Background: Unfractionated heparin (UFH) is the anticoagulant of choice in paediatric patients undergoing a variety of cardiac procedures. There are currently no population pharmacokinetic-pharmacodynamic (PKPD) models for UFH in paediatrics.
Objective: The aim of the present study was to develop and evaluate a PKPD model of UFH in paediatrics.
Methods: Data from 64 children who received 75-100 IU kg(-1) of UFH during cardiac angiography were analysed. Five blood samples were collected at baseline and at 15, 30, 45 and 120 min postdose. The UFH concentration was quantified using a protamine titration assay. The UFH effect was quantified using activated partial thromboplastin time (aPTT). A PKPD model was fitted using nonlinear mixed-effects modelling. Patient covariates such as gender, weight (WT) and fat-free mass (FFM) were tested. The final model was evaluated using the likelihood ratio test and visual predictive checks (VPCs).
Results: A one-compartment model with linear elimination provided the best fit for the dose-concentration data. FFM was a significant covariate on clearance. A linear model provided the best fit for the concentration-effect data using aPTT as a biomarker for effect. The models performed well using VPCs. However, when used to simulate UFH infusion (at a much lower dose), the model overpredicted target aPTT responses.
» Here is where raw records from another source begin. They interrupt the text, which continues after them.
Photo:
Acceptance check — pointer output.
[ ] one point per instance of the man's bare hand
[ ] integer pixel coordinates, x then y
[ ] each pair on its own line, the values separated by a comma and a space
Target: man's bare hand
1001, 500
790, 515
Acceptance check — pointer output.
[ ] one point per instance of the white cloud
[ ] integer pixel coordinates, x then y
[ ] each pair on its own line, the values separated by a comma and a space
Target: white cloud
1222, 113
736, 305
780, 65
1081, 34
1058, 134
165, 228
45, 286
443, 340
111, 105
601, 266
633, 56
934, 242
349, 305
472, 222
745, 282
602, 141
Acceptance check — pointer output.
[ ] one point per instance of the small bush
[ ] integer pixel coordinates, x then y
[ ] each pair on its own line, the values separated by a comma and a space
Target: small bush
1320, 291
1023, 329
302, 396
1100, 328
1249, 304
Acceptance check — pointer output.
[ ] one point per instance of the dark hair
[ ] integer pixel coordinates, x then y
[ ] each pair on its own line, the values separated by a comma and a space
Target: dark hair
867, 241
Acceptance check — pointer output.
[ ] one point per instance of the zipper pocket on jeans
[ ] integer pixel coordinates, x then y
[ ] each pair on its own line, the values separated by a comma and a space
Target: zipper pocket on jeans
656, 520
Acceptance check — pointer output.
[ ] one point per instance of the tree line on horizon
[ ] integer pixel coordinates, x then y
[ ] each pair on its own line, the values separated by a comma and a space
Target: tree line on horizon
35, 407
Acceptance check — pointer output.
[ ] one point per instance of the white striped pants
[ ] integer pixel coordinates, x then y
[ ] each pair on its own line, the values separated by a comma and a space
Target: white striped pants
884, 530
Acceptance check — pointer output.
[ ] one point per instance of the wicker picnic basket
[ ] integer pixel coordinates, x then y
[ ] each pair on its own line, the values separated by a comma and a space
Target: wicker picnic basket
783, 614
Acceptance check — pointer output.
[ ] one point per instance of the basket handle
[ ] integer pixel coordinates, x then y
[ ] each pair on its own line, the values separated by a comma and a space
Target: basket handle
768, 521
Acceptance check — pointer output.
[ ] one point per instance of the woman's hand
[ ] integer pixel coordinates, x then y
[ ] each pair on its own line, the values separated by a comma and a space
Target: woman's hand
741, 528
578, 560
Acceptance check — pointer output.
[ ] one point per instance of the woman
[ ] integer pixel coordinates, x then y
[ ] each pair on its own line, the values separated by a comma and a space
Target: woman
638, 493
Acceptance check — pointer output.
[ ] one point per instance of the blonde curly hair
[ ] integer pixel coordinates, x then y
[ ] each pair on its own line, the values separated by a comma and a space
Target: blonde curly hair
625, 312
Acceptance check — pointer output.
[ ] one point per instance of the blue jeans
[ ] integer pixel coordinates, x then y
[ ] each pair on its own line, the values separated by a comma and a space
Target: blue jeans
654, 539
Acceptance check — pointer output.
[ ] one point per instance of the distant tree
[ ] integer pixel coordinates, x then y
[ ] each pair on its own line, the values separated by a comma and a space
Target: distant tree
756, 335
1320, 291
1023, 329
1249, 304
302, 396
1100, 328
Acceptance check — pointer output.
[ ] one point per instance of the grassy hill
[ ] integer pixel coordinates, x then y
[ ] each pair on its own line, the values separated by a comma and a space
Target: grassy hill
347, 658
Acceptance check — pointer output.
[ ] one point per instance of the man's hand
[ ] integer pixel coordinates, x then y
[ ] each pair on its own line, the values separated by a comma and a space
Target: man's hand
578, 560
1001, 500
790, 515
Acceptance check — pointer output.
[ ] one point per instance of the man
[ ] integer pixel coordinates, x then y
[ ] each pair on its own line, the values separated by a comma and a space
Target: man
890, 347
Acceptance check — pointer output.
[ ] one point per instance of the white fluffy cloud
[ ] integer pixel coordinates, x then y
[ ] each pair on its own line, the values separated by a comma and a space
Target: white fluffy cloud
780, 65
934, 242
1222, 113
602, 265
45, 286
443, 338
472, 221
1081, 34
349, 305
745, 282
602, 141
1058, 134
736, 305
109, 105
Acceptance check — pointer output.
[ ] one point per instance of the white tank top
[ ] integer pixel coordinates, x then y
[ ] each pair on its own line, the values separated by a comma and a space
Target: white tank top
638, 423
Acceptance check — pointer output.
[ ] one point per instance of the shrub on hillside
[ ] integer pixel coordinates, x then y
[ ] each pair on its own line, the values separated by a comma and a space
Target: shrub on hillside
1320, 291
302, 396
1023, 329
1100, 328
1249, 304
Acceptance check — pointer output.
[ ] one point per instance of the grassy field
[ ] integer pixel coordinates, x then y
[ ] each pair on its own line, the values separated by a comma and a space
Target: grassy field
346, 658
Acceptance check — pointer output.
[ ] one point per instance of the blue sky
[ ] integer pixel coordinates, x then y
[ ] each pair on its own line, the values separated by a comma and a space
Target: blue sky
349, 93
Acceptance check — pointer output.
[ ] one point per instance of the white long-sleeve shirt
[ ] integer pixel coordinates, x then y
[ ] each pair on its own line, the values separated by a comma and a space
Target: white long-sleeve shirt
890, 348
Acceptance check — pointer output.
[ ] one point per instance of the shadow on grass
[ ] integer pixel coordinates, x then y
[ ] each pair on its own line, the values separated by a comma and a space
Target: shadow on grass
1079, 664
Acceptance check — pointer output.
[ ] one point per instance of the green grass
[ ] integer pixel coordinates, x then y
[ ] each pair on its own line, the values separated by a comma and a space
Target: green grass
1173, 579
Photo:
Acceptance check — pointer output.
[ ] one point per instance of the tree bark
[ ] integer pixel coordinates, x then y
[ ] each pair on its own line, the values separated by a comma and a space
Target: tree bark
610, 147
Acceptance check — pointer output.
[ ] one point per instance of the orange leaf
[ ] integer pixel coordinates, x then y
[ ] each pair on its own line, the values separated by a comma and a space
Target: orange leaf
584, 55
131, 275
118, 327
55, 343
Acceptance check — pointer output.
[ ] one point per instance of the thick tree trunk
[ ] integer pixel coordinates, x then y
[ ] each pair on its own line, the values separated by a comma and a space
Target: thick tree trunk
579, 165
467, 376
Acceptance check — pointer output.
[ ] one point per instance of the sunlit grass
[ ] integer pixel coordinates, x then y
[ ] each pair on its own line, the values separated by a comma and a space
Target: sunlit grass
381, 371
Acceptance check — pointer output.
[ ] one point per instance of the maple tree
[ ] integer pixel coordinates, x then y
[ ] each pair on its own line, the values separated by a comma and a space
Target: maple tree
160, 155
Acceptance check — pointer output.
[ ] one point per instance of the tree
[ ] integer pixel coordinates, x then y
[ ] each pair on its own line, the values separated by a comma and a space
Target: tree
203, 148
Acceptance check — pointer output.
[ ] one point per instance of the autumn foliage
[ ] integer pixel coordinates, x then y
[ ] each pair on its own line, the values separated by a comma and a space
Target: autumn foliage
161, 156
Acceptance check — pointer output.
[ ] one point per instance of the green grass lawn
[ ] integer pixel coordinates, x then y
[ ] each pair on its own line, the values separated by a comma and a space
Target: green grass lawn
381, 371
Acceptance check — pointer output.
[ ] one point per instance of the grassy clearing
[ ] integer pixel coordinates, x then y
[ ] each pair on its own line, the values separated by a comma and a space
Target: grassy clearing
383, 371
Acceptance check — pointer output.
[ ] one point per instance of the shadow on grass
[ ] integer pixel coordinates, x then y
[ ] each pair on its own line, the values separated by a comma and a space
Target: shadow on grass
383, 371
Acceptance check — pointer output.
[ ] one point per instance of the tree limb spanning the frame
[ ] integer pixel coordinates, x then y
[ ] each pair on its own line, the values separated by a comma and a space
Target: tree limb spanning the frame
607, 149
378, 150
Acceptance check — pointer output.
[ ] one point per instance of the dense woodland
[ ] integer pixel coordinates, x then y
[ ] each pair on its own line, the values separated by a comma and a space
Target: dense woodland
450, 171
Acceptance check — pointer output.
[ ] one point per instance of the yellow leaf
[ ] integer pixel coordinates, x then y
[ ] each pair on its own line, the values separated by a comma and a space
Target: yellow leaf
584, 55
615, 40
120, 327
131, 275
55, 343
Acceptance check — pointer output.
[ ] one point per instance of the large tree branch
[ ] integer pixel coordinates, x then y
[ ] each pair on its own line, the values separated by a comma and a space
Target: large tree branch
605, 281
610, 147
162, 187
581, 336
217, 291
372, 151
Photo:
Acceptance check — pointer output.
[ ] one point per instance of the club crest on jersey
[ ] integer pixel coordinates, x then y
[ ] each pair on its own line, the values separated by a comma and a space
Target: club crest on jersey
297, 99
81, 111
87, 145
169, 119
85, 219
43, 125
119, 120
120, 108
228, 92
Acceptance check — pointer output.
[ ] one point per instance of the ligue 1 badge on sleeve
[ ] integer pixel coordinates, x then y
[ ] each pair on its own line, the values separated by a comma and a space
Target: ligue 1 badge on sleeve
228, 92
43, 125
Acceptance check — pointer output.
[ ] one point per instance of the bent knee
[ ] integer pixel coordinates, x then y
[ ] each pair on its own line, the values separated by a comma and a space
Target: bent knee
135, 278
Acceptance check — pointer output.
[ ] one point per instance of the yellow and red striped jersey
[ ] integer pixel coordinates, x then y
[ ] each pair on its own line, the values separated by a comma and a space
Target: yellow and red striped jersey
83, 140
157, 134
Conclusions: A PKPD model to describe the time course of the UFH effect was developed in a paediatric population. FFM was shown to describe drug disposition well. However, when applied to smaller UFH infusion doses, the model overpredicted target aPTT responses. This unsuccessful extrapolation may be attributed to a possible nonlinear relationship for heparin PKPD.
Keywords: FFM; PKPD; aPTT; paediatric; protamine; unfractionated heparin.
© 2016 The British Pharmacological Society.